César permaneció en silencio mientras el eminente florentino le daba los nombres de los conspiradores.
—¿Por qué me habéis hecho partícipe de la conspiración? —preguntó César sin dejar traslucir ni la sorpresa ni la indignación que sentía—. ¿Acaso no sería más beneficioso para Florencia que los conspiradores tuvieran éxito?.
—La Signoria de Florencia ha debatido largamente sobre esta cuestión —contestó Maquiavelo con sinceridad—. ¿Acaso son los conspiradores menos peligrosos que los Borgia? No ha sido fácil, pero, finalmente, el Consejo de los Diez ha decidido apoyaros.
"Al fin y al cabo, vos sois una persona razonable y también lo son vuestros objetivos; al menos aquellos que habéis confesado públicamente. Además, todo hace pensar que no deseáis enemistaros con el rey Luis, lo cual sin duda ocurriría si intentaseis tomar Florencia y así se lo hice saber a los miembros de la Signoria.
"Tampoco debemos olvidar que los conspiradores no son precisamente personas en cuyas buenas intenciones se pueda confiar —continuó diciendo Maquiavelo tras una breve pausa—. Paolo Orsini es un demente y de todos es sabido que los Orsini odian a los actuales gobernantes de Florencia. Vito Vitelli no sólo odia a los gobernantes, sino a la propia ciudad y todo aquello que Florencia representa.
"Y, por si eso no fuera razón suficiente, sabemos que Orsini y Vitelli intentaron convenceros para que atacaseis Florencia. También sabemos que vos os negasteis. Desde luego, esa muestra de lealtad ha sido determinante en la decisión del Consejo de los Diez.

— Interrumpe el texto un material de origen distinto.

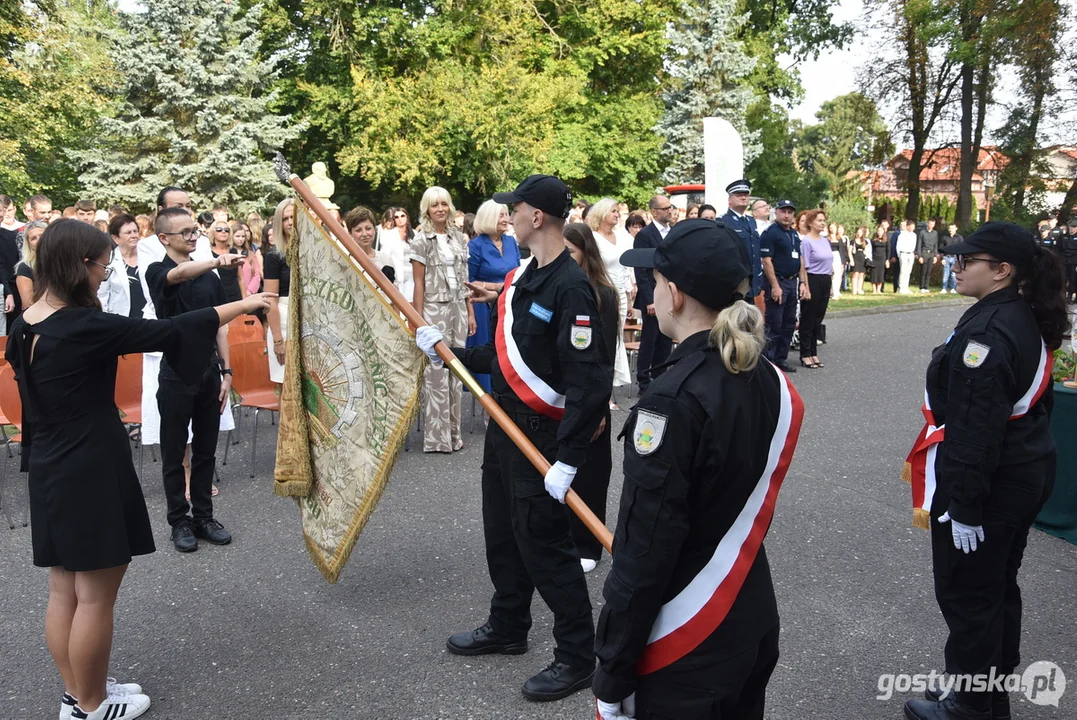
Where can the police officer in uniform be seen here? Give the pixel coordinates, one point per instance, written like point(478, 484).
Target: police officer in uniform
point(737, 217)
point(780, 251)
point(550, 375)
point(689, 627)
point(988, 453)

"Pero eso no es todo. Si la conspiración triunfara, si los conspiradores acabaran con vuestra vida, después depondrían a vuestro padre y un cardenal de su elección ocuparía el solio pontificio. Y si llegara a ocurrir algo así, tengo la absoluta seguridad de que los conspiradores no dudarían en atacar Florencia; incluso es posible que saquearan nuestra hermosa ciudad.

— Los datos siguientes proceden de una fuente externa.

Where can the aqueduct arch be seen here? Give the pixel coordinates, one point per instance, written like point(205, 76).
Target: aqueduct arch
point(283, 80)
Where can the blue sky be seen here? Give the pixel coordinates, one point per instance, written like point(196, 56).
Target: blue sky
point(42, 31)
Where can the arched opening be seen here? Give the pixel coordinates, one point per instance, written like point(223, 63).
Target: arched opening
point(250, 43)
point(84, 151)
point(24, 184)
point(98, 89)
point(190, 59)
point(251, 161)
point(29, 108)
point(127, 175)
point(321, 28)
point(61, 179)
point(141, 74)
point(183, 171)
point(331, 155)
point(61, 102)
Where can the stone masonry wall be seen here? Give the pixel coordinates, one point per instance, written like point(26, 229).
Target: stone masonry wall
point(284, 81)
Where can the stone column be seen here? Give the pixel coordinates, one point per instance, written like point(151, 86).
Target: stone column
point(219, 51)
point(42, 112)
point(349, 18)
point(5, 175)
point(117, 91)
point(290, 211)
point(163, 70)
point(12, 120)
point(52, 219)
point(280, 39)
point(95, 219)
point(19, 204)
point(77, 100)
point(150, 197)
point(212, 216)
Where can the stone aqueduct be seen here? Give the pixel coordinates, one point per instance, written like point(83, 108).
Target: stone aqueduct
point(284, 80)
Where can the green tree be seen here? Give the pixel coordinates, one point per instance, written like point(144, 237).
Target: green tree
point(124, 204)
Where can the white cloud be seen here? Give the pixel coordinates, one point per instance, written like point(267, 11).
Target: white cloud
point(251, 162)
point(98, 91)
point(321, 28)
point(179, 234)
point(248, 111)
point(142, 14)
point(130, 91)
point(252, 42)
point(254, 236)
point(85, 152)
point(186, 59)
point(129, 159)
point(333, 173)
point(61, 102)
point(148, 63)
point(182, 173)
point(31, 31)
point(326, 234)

"Por último, he hecho saber a los miembros de la Signoria que, antes o después, vos descubriríais la conspiración, pues esos hombres son incapaces de mantener un secreto, y, con vuestra célebre capacidad para la estrategia, sofocaríais la conjura. Así que propuse que fuéramos nosotros quienes os advirtiéramos del peligro —dijo finalmente—. A cambio, no me cabe duda de que vos nos corresponderéis con vuestra buena voluntad.